Glass said the election of Rita Ali as Peoria's first Black mayor gives him some hope for change. But he said that will only happen when people demand to be served by their institutions.
Boone challenged Peoria's elected leaders not to feel comfortable while children who don't feel embraced by the village are burning it to keep warm, quoting an African proverb.
"If you are elected by the people, there is no excuse to be disconnected, disengage, or basking in the glow of a new shiny title while the city's in pain. We sure heard from everybody when they were running their campaigns. It's time to work," Boone said.
Three elected officials attended Sunday's vigil, for which notice of a quorum was posted: 1st District councilwoman Denise Jackson; 3rd District councilman Tim Riggenbach; and 4th District councilman Andre Allen.

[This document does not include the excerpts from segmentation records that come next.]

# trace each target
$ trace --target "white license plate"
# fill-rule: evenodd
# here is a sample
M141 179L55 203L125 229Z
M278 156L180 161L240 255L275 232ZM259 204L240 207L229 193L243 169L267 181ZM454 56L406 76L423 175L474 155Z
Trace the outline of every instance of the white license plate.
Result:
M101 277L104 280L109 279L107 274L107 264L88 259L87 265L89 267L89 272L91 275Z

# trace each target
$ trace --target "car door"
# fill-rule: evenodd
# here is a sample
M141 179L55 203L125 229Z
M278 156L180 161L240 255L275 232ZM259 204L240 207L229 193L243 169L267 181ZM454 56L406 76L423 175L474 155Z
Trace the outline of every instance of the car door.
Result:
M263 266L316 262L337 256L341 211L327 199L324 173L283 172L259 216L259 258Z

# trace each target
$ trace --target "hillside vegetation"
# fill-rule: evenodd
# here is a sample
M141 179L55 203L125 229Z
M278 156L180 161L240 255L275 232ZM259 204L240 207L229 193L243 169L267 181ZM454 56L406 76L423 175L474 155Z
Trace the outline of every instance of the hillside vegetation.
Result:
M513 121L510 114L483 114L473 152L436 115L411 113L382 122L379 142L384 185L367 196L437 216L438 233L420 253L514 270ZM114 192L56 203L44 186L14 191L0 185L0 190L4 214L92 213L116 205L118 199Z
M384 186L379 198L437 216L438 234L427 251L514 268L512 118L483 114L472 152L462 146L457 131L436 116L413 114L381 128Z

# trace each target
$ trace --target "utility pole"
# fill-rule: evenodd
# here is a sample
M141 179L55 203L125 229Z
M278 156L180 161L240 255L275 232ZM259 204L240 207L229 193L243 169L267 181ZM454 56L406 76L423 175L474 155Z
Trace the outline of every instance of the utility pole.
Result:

Chama St. Louis, a Peoria business owner and former mayoral candidate, said high crime rates are directly tied to chronic poverty. She said addressing that underlying issue of poverty would go a long way toward healing the community.
"It doesn't have to be hard. We just need to take back the power that is rightfully ours. It's no coincidence that Black and brown communities, communities who need good policy for survival the most, are the ones who vote the least and struggle the most. Have you seen the 'Hunger Games?' Anybody watch that movie? If you haven't, it's okay. Because you're seeing it in Peoria," she said.
Pratt said the community must address its underlying trauma—- and not allow it to become a roadblock to keep working for a safer and more equitable Peoria.
"We were born traumatized. Trauma passed down from generation to generation, not even talking about the trauma that we all have by just living through this. This is not normal. This is not normal. Where we start to feel like it's normal is the tell sign that you are traumatized," Pratt said. "I know it feels it feels it's never ending. But if you don't keep grinding, it will be."